A Peanut Vender Story

Osmel Almaguer

Peanut Seller. Foto: Caridad

Teresita sells peanuts at the bus stop.  She and her only grandson depend on her earnings to survive.

She’s formally retired but her Social Security check amounts to nothing.  As for her grandson — who has no one but her to count on in life — he lost his mother in a traffic accident only to be abandoned by his father, who headed out to sea on a raft.

At 77, Teresita suffers from severe circulatory problems.  Her legs often become inflamed, so she’ll usually sell her peanuts sitting on a rock, pregonando (hawking) her wares loudly.

She knows she has to be strong.  Her aim in life now is to educate her grandson and make him a strong and good man.  For this she gets up early every morning and goes to bed late.  She spends much of her time taking care of this little business.

Buying the raw materials (sheets of white paper that are stolen from stores and workplaces for the paper cones, and peanuts at 20 pesos a pound), in addition to roasting, packaging and selling leave little time to take care of the house (washing, cooking and seeing to all the problems that occur all the time).

In the afternoons, she religiously sits on her stone crying out “peanuts, peanuts, come on, get your hot peanuts here.”  Yet her mind is far away.  She’s planning what they’ll do for food that evening, thinking about what time she has to pick up her grandson from school, and so on.

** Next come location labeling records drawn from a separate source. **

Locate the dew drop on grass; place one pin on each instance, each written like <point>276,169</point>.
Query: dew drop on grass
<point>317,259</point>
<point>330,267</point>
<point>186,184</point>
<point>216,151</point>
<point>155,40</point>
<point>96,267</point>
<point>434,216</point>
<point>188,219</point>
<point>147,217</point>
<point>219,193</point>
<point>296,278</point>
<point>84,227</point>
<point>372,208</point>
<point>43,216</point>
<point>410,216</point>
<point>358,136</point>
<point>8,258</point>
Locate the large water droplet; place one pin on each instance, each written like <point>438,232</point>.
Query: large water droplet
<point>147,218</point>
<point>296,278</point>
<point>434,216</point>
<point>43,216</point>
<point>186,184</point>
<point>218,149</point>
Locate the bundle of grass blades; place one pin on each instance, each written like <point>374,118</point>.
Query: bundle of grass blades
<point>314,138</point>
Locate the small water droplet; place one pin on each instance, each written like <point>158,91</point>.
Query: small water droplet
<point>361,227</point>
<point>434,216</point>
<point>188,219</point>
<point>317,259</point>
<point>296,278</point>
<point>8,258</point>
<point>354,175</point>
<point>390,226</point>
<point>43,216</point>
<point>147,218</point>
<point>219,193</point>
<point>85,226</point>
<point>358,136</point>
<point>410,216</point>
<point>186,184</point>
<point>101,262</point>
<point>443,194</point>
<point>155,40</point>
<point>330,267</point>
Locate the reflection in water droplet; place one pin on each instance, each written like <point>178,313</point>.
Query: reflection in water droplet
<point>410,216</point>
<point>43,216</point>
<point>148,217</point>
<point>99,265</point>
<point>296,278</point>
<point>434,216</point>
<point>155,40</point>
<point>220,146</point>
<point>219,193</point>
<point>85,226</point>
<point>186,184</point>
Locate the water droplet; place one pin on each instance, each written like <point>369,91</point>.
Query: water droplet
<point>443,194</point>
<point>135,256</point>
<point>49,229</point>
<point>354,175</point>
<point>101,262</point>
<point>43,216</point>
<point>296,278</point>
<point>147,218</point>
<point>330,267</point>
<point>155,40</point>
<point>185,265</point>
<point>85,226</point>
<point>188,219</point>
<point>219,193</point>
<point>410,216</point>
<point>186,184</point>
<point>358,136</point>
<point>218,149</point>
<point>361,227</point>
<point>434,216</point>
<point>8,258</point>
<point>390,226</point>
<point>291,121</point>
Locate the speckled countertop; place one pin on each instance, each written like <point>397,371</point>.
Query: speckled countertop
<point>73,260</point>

People will buy cucuruchos (cones of peanuts) from her, though oblivious of her daily drama.  Sure, it would be too much to ask them to stop a moment to watch, they have their own problems – conflicts that no one else will resolve for them because these individuals are the only ones who care about them.

In this way Teresita is likely to end her day trying to help others.  First her grandson, who’s most in need, and then all those people who buy her peanuts to stave off their hunger en route home.

A cucurucho of peanuts only costs a peso, but it provides the body with a few calories.  They aren’t very filling, but any other street food costs one or two days’ wages for the average worker.